Setup using Terraform in AZURE
Deploying e6data Workspace in Microsoft Azure using Terraform
In this documentation, we will walk you through the process of deploying e6data on AZURE using Terraform.
Deploying e6data in AZURE using Terraform
Terraform is an open-source infrastructure-as-code tool developed by HashiCorp. It allows you to define and manage your infrastructure in a declarative way, making it easier to provision and manage resources across various cloud providers, including Azure.
Prerequisites
Before you begin, ensure that you have the following prerequisites in place:
An AZURE account with appropriate permissions to create and manage resources.
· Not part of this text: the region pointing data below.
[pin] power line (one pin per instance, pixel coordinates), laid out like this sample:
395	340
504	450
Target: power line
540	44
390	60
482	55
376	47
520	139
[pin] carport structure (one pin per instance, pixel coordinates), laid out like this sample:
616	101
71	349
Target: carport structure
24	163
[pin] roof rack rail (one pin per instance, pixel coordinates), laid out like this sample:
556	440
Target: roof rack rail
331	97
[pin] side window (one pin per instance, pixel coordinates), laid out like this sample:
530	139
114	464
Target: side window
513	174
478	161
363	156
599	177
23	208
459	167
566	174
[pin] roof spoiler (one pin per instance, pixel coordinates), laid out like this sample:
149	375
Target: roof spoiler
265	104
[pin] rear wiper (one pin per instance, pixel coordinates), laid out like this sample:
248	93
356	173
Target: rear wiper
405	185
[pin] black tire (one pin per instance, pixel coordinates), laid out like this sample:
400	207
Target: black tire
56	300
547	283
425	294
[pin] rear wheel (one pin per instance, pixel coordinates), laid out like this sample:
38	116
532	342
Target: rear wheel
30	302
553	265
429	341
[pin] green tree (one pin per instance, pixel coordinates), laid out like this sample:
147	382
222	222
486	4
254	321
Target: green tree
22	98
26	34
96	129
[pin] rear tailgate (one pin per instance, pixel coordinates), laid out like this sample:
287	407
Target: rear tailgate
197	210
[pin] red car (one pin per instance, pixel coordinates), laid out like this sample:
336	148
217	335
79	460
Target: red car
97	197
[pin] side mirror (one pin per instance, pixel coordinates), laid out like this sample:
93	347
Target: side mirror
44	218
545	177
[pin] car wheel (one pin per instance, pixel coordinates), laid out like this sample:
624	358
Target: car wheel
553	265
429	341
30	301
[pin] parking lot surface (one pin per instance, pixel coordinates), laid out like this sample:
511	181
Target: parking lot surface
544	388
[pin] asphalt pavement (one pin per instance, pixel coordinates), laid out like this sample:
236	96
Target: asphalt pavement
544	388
A local development environment with Terraform installed. The installation steps are outlined in the next section.
Create the e6data Workspace
Login to the e6data Console
Navigate to
Workspaces
in the left-side navigation bar or clickCreate Workspace
Select AZURE as the Cloud Provider.
In the e6data UI, after selecting Azure, copy the Cognito Identity ID and Cognito Pool ID.
Proceed to the next step to deploy the prerequisite resources using terraform.
Setup e6data
Using the Terraform script, the e6data Workspace will be deployed inside an Azure AKS Cluster. The subsequent sections will provide instructions to edit two Terraform files required for the deployment:
provider.tf
terraform.tfvars
If an Azure AKS cluster is not available, please follow these instructions.
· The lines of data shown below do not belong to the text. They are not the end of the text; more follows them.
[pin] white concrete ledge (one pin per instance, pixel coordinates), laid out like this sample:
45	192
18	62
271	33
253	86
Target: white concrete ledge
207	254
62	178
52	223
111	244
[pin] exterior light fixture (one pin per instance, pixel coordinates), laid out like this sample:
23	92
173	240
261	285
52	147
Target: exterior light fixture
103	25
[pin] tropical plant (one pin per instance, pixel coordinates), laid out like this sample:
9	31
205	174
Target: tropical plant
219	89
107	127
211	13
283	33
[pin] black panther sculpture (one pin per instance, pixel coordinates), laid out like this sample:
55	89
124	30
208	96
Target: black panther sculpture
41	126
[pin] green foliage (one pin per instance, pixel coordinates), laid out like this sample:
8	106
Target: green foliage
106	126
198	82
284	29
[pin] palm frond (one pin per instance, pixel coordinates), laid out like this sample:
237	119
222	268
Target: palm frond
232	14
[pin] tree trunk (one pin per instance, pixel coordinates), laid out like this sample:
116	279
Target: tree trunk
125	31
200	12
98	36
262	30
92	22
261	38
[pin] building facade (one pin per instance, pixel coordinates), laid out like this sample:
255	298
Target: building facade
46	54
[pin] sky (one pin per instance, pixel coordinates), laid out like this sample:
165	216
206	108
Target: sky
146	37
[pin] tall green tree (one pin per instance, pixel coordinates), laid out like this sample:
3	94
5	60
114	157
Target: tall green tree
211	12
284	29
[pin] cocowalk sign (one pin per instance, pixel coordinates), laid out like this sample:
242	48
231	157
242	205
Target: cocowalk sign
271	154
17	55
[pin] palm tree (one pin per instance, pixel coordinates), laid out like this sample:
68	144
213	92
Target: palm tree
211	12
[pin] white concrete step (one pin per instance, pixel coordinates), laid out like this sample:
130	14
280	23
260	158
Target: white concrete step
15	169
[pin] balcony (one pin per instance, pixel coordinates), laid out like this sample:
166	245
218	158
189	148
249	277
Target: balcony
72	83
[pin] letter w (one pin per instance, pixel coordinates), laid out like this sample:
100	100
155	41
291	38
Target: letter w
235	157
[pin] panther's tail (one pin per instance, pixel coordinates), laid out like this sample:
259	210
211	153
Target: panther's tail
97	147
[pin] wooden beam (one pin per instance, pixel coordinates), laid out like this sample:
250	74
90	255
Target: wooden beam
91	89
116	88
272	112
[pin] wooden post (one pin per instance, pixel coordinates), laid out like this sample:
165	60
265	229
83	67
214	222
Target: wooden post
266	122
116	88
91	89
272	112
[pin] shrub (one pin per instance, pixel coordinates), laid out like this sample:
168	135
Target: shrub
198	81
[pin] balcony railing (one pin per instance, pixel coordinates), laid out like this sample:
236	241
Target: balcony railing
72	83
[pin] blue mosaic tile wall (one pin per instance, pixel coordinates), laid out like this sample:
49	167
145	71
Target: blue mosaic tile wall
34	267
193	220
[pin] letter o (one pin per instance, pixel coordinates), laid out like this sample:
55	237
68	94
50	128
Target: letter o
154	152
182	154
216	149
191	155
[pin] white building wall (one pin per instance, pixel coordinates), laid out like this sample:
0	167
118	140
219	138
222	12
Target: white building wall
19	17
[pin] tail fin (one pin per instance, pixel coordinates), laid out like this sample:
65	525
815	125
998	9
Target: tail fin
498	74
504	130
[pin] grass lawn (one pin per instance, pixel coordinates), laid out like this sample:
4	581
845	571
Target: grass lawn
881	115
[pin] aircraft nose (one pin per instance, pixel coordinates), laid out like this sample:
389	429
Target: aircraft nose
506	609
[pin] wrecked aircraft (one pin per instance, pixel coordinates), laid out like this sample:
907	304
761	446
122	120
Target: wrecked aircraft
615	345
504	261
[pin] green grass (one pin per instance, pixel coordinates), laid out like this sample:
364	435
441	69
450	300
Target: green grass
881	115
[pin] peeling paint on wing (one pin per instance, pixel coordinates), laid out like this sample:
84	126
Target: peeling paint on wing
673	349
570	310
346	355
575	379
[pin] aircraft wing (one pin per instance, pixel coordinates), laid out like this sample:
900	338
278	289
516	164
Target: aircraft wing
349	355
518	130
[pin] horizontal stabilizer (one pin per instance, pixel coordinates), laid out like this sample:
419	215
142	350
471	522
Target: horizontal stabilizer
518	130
If Terraform is not installed, please follow these instructions.
Download e6data Terraform Scripts
Please download/clone the e6x-labs/terraform
repo from Github.
Configure provider.tf
The AZURE provider in Terraform allows you to manage AZURE resources efficiently. However, before utilizing the provider, it's crucial to configure it with the appropriate credentials.
Extract the scripts downloaded in the previous step and navigate to the _workspace
folder.
Edit the provider.tf
file according to your requirements. Please refer to the official Terraform documentation to find instructions to use the authentication method most appropriate to your environment.
Specifying Azure Storage account for Terraform State file
Utilizing an Azure Blob for Terraform state storage provides a reliable and scalable solution for managing the infrastructure state on AZURE.
We are using the azurerm provider and configuring the backend to use an Azure Storage Account for storing the Terraform state. Replace <resource_group_name>
and <storage_account_name>
with the names of the resource group and Azure Storage Account you want to use, and <container_name>
with the name of the container within the storage account where you want to store the state file.
The key parameter specifies the name of the state file within the container. It is set to "terraform.tfstate", but you can adjust it according to your needs.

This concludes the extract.